I agree with a PP who pointed out the ludicrousness of the derailment of this thread. The issue at hand here is NOT the child's size. The issue at hand here is that this bride is a grown woman who thinks it's okay to make pointed comments about a little girl's weight.

Those of you saying that the OP is setting the child up for a lifetime of weight issues - which is more likely to cause weight issues? Giving her food when she's hungry? Or making cruel comments about her body? And let us not forget that the bride is a relative - ie, someone who ostensibly loves this little girl. Funny sort of way to show love.

OP, you keep on keeping on. I see absolutely nothing with anything you've said you've done. (Except, there's nothing wrong with going cheap(er) on a dress she's going to wear once!)

NerrSnerr · 22/05/2017 08:56

It's tough, I can imagine that finding a dress to fit an 8 year old who needs adult sizes is tough because of length. There is absolutely nothing wrong with getting a dress from the supermarket, it's what the bride wants, you sound very snobby about where the dress comes from.

ChocolateRaisin09 · 22/05/2017 09:00

OP I'm so sorry about all the people who have judged you unfairly on here. YOU ARE NOT A FAILURE. You are doing an amazing job and it is clear that you have your daughter's needs as a priority. You're a good mum! You know what is best for her, and don't worry about anyone else. Bridezillas panic over silly things and moan. It's not personal, and just like on this thread, it's easy for her to judge. You go with your instinct.

BoredOnMatLeave · 22/05/2017 09:00

Any chance we can see the dress OP?

GoodDayToYou · 22/05/2017 09:16

I think it's weird that the bride hasn't worked with you to find a good dress for your daughter, especially if her appearance is so important to her. How do you feel about having a general chat with her or your brother about it? Sil may not realise all the implications and could be v stressed about the wedding generally. Maybe if you offer to sort it all, so taking it off her, it might help?

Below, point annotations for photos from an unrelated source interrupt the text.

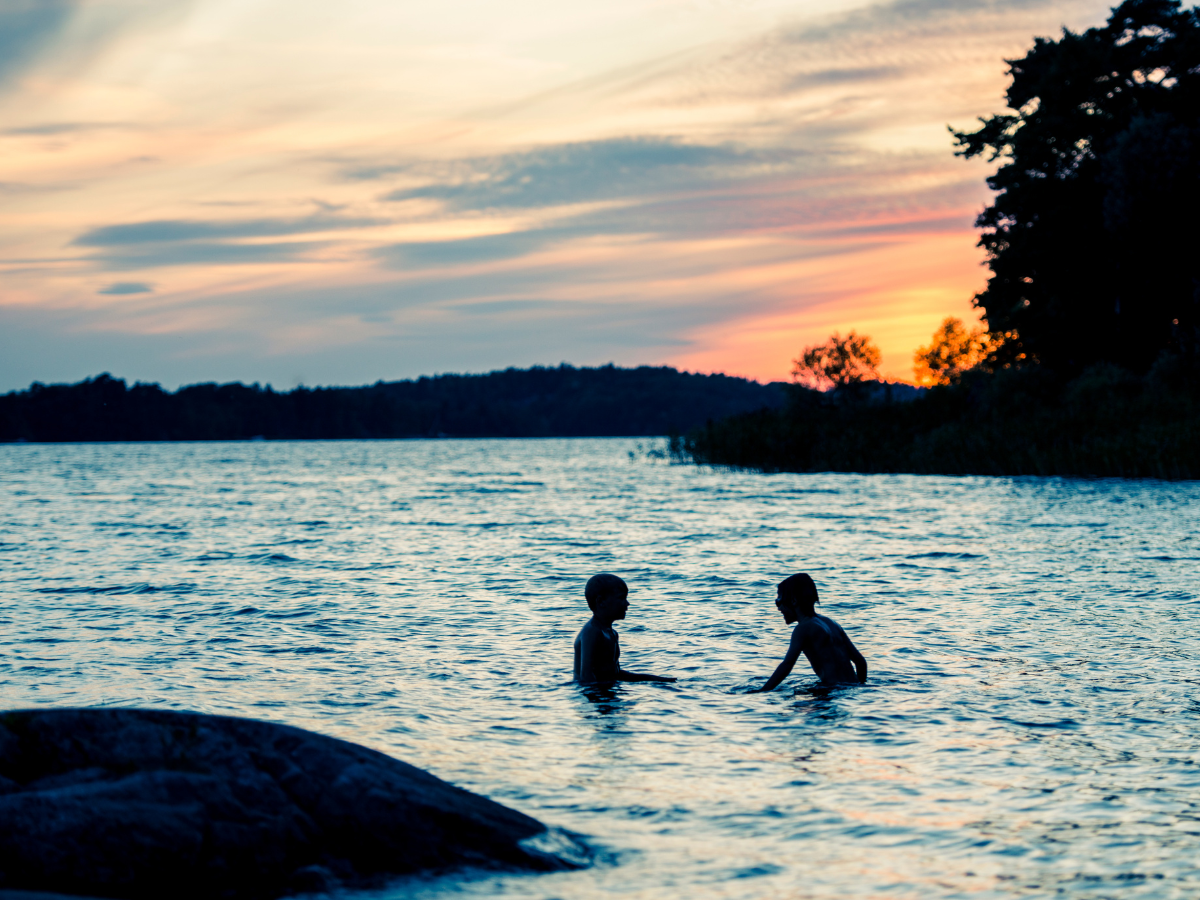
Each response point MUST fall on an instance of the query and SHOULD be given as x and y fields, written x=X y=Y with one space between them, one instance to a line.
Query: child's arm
x=585 y=657
x=857 y=659
x=784 y=669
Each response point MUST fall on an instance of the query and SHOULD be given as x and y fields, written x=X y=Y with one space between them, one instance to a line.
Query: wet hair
x=799 y=589
x=601 y=587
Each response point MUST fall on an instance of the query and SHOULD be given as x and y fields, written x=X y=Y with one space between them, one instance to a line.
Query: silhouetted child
x=597 y=647
x=829 y=649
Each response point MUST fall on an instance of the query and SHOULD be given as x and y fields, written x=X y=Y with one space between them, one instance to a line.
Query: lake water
x=1031 y=725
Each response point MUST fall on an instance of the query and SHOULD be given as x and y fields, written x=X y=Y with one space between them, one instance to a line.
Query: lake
x=1031 y=725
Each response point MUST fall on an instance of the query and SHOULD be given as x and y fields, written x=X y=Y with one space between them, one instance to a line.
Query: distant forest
x=517 y=402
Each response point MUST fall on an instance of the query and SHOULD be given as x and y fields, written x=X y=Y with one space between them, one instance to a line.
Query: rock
x=137 y=803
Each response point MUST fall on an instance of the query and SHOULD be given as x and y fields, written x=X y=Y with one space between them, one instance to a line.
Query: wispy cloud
x=178 y=231
x=27 y=29
x=526 y=184
x=121 y=288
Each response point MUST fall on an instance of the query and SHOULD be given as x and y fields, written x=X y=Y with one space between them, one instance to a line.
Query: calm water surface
x=1031 y=725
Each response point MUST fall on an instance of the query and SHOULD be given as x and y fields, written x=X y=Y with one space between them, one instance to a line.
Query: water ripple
x=1030 y=727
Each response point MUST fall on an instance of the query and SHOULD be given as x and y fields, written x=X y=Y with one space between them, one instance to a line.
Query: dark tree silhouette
x=1092 y=238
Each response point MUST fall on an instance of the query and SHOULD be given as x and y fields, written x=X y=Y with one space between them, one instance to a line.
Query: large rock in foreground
x=135 y=803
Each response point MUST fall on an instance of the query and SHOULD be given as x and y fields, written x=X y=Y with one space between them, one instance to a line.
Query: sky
x=304 y=192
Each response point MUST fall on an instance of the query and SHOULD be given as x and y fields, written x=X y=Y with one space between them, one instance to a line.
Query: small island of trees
x=1087 y=361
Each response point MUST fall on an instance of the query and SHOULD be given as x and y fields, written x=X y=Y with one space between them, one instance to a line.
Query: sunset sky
x=292 y=191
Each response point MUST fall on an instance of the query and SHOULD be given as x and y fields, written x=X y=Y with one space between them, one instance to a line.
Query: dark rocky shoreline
x=138 y=804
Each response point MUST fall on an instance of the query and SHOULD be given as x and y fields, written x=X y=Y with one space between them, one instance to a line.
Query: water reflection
x=1006 y=745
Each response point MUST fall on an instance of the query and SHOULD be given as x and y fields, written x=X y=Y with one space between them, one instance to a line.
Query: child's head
x=798 y=591
x=604 y=587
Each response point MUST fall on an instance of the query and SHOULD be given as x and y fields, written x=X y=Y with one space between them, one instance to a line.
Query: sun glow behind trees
x=293 y=192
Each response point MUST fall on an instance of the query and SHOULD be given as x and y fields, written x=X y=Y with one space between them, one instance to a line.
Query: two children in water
x=829 y=651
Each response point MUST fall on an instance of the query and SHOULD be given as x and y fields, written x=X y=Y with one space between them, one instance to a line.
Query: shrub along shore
x=1018 y=421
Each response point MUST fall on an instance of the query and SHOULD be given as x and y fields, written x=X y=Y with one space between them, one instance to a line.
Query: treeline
x=1089 y=363
x=534 y=402
x=1018 y=421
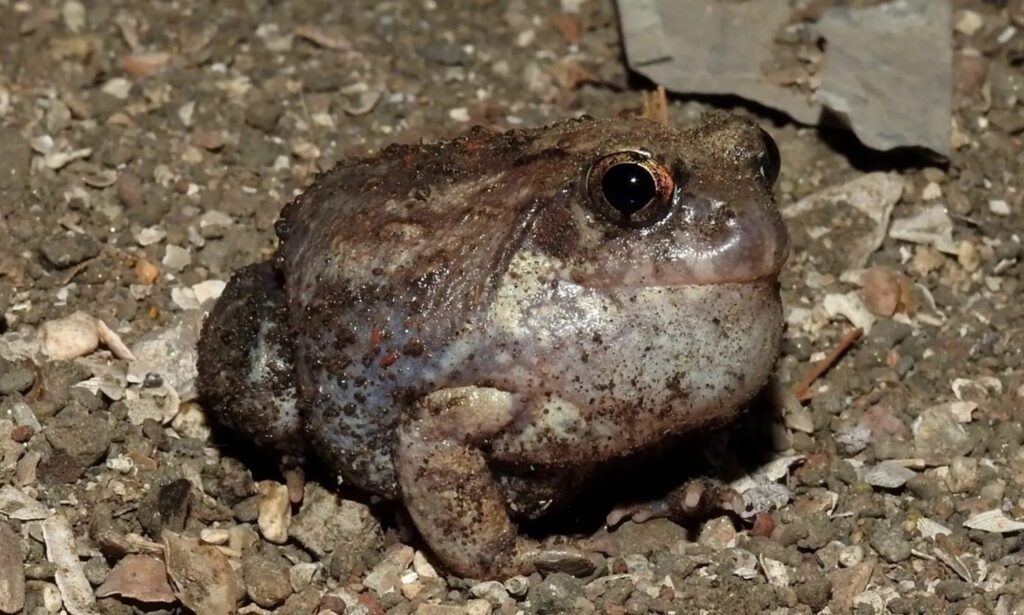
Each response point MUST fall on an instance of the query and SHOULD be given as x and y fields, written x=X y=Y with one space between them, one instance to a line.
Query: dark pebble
x=555 y=594
x=69 y=250
x=166 y=508
x=15 y=377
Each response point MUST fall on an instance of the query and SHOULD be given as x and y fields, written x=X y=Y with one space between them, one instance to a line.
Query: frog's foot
x=246 y=378
x=452 y=495
x=694 y=500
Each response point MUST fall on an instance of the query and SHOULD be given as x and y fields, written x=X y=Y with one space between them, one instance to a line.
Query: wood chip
x=70 y=575
x=138 y=577
x=11 y=571
x=324 y=38
x=15 y=504
x=994 y=522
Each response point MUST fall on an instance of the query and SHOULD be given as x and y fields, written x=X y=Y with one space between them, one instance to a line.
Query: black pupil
x=628 y=187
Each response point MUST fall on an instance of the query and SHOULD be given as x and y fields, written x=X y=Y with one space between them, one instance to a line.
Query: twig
x=803 y=390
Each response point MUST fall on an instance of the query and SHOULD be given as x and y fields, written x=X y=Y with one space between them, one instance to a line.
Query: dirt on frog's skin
x=145 y=148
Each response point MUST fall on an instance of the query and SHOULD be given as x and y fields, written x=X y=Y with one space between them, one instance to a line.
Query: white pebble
x=176 y=258
x=459 y=114
x=274 y=512
x=71 y=337
x=998 y=207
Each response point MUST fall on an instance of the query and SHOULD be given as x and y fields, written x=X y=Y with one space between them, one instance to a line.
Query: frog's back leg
x=246 y=376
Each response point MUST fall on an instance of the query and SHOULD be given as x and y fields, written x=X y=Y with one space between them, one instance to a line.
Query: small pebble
x=274 y=512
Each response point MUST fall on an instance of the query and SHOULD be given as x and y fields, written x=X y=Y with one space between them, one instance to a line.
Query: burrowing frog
x=472 y=326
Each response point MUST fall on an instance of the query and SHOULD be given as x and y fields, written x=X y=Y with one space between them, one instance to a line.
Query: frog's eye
x=771 y=160
x=630 y=188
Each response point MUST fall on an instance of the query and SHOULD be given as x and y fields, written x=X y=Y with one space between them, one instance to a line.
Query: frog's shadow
x=722 y=454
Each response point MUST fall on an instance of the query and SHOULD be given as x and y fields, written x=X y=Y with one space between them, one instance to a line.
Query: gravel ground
x=145 y=149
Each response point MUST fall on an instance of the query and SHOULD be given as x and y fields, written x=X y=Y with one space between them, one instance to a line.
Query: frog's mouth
x=736 y=263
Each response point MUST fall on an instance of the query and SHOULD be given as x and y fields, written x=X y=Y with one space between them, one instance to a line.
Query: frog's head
x=652 y=206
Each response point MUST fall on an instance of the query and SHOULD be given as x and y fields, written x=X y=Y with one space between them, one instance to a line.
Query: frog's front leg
x=451 y=493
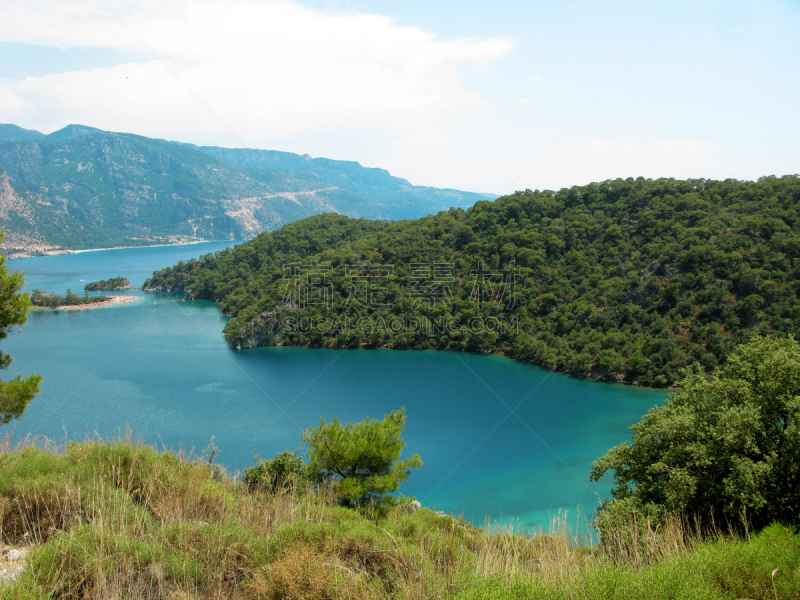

HeadfirstForHalos · 22/05/2017 09:20

The people on this thread suggesting that an 8 year old with Aspergers should diet for a wedding should be ashamed of themselves

Hear, hear. Same for those mentioning child abuse Angry

Op, you're not failing. I understand how difficult it is, I have 3 dc with asd, the youngest the most "affected" by it. He is 9, very tall for his age, in 13-14 clothes, has a very large bloated tummy due to digestive issues, but yes, he is overweight too, even for his height and build. He has huge sensory issues with his mouth and stomach, he loves eating, and he too forgets he has eaten, plus he doesn't register feeling full, so he always wants to eat. There's a fine line with trying to keep him healthy and not giving him anxiety related food issues , and it's really hard. He goes to trampolining lessons, plus practices at home, and we walk a lot. Working with the special school nurse we're trying to get him to grow into his weight.

For reference , my other 3 older children are rake thin , and they eat far more than him and always have!